Foi então que, no âmbito da FAFICH da UFMG, ele e um grupo de alunos e professores se entregaram à leitura sistemática das obras principais de Hegel: a Fenomenologia do Espírito, a Ciência da Lógica, a Enciclopédia das Ciências Filosóficas e a Filosofia do Direito. Esses estudos, que se faziam lenta e longamente, anos seguidos, dilataram, como ele disse, seus horizontes filosóficos, fizeram-no entender melhor a Dialética e o problema da História e da sociedade, particularmente do Estado moderno. Mas sobretudo o orientaram numa direção que sempre o seduziu: “a releitura da metafísica clássica nos quadros da Ciência da Lógica”.

Revela o padre Vaz aos seus entrevistadores que “as vicissitudes da [sua] peregrinação, a partir de 1970 foram tranqüilas”. Um habeas-corpus do Superior Tribunal Militar resolveu praticamente a questão em que estava envolvido junto à Segurança Nacional e ele pôde dedicar-se inteiramente ao trabalho intelectual que era, por vocação, o seu (cf. Conversas com Filósofos Brasileiros, p. 30). Nessa importante “conversa” com Marcos Nobre e José Márcio Rego, importante porque as respostas, assim como as perguntas, foram feitas e respondidas por escrito e com prazo suficiente para serem seriamente pensadas, o padre Vaz reconhece que suas posições e textos dos tempos da JUC só podem ser entendidos no contexto da época, uma época de exacerbação ideológica e de expectativa de uma revolução socialista iminente e vitoriosa na América Latina. “Nossa análise”, admitiu francamente ele, “hoje devemos reconhecê-lo, estava ingenuamente equivocada no que diz respeito às forças em confronto” (Ibidem, p. 32).
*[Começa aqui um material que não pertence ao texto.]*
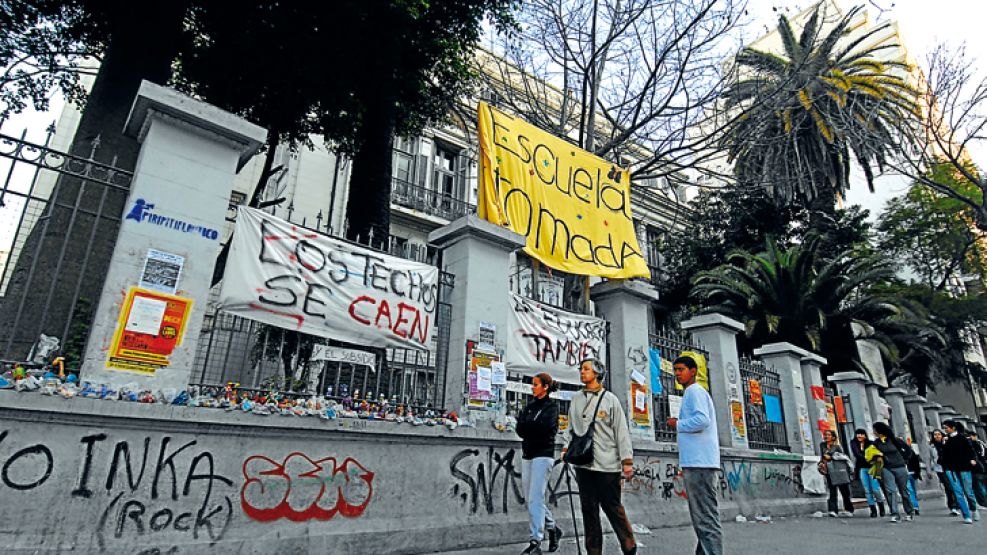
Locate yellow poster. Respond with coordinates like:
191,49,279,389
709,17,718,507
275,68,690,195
478,102,650,278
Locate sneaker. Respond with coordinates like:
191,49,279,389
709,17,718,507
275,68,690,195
548,526,563,553
521,540,542,555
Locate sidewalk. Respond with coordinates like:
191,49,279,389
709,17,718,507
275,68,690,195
430,510,987,555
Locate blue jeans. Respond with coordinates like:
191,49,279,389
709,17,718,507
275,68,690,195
857,468,884,507
521,457,555,542
882,466,913,516
946,470,977,518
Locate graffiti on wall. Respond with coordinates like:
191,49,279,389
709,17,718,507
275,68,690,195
0,431,233,553
449,447,524,514
240,453,374,522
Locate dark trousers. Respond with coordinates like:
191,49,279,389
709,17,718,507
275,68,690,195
576,468,637,555
936,472,960,511
826,477,853,513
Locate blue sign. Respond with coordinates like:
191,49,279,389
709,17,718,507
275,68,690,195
124,198,219,241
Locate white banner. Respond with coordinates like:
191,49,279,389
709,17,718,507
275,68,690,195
226,208,439,350
309,345,377,372
504,293,607,384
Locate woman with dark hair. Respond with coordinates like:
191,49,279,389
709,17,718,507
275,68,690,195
874,422,914,524
515,372,562,555
850,428,884,518
929,430,960,516
819,430,853,516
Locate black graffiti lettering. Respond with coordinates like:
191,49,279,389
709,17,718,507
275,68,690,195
72,434,106,498
449,447,524,514
148,508,174,532
106,437,151,491
151,437,196,501
0,443,55,491
113,499,147,539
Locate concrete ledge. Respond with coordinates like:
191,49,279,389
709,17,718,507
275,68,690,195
589,279,658,302
680,314,744,333
124,81,267,170
428,214,526,251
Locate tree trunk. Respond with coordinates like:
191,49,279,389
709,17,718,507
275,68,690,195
346,94,397,245
0,2,188,358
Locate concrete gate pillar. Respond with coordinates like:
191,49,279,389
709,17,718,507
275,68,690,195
589,280,658,441
864,380,890,424
829,372,874,435
681,314,749,449
905,394,932,466
428,214,525,408
80,81,267,391
922,401,942,433
884,387,912,440
799,353,828,452
754,343,816,455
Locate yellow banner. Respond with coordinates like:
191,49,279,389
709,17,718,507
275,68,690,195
479,102,650,278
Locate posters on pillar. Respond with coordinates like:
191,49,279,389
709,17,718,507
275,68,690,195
106,287,192,374
309,345,377,372
226,208,439,350
730,399,747,441
504,293,607,384
137,249,185,295
477,102,650,278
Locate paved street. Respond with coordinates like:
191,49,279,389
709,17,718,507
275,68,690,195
432,510,987,555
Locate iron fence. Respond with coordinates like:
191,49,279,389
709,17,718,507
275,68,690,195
190,205,455,409
740,358,791,451
391,177,476,222
649,329,709,442
0,127,133,368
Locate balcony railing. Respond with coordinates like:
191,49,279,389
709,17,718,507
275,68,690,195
391,178,476,222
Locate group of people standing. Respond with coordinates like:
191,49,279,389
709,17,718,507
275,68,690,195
516,357,723,555
819,420,987,524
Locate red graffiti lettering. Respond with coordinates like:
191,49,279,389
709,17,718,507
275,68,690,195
240,453,374,522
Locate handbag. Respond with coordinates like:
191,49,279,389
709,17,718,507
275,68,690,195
562,390,606,466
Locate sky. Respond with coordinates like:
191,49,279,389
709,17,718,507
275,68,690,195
748,0,987,219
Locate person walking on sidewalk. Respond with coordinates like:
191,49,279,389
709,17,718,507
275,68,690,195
967,430,987,507
515,372,562,555
668,357,723,555
942,420,980,524
929,430,960,516
563,358,637,555
850,428,884,518
874,422,913,524
819,430,853,517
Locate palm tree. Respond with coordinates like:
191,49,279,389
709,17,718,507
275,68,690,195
721,3,917,229
692,235,916,378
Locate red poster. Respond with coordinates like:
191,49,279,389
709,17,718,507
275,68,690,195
106,287,192,374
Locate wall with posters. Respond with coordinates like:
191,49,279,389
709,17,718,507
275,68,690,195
0,391,876,555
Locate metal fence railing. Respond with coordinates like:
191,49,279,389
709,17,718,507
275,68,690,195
740,358,791,451
649,329,709,442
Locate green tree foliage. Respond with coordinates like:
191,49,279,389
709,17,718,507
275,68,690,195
692,235,912,378
878,163,987,291
722,5,916,230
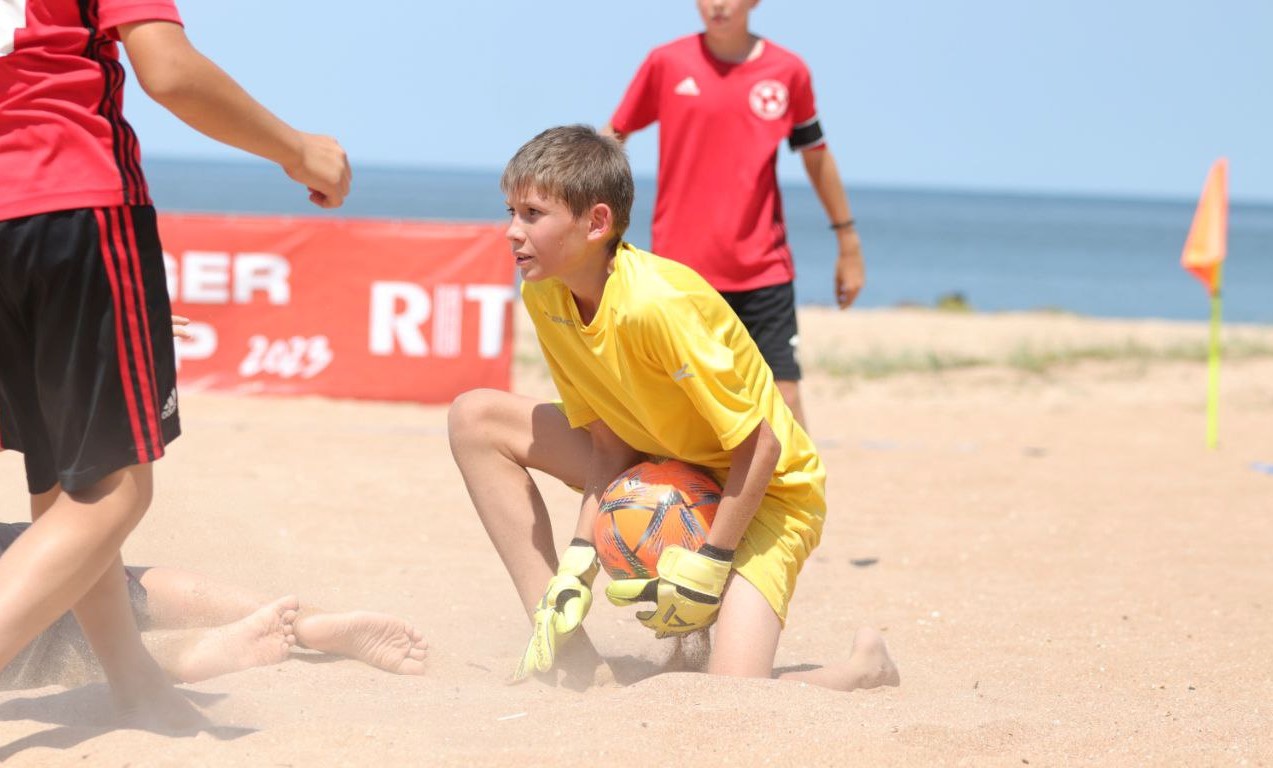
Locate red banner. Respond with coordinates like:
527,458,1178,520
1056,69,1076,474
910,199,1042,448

Isto não significa que ele tivesse passado a compactuar seja com o regime militar, seja com as injustiças sociais, que perduram no Brasil e na América Latina. Pelo contrário. Só que ele começou a olhar com maior clarividência a complexidade da questão social e internacional e a não meter a colher de pau nesse angu de caroço que é a macroeconomia e a política, reconhecendo que economia e política, quando a gente quer passar das conversas de bar ou das fofocas e palpites, devem ficar para quem é do ramo, como dizia Tancredo Neves.

É uma tentação entrar aqui numa análise do pensamento de Henrique Vaz. Mas isto extrapolaria inteiramente o propósito desta nota. Fica para outra ocasião. Há, porém, dois livrinhos recentemente editados e que dizem muito do que era o padre Vaz: um, em colaboração com Marcelo Perine, em que ele trata do Humanismo Hoje: Tradição e Missão (Editora PUC-Minas, 2001) e outro, expressivo de sua peregrinação em direção ao transcendente, intitulado Experiência Mística e Filosofia na Tradição Ocidental (Edições Loyola, 2002). Ao cabo das peregrinações goetheanas, ou melhor, captando o que já se vinha fazendo durante todo o percurso de suas andanças; o peregrino da metafísica encarnada na história para o resgate do homem e dos valores éticos diz afinal as penúltimas palavras na “experiência mística”, que não nega, antes realiza plenamente a filosofia e que tornou o padre Henrique Cláudio de Lima Vaz um “Peregrino do Absoluto”. Aleluia!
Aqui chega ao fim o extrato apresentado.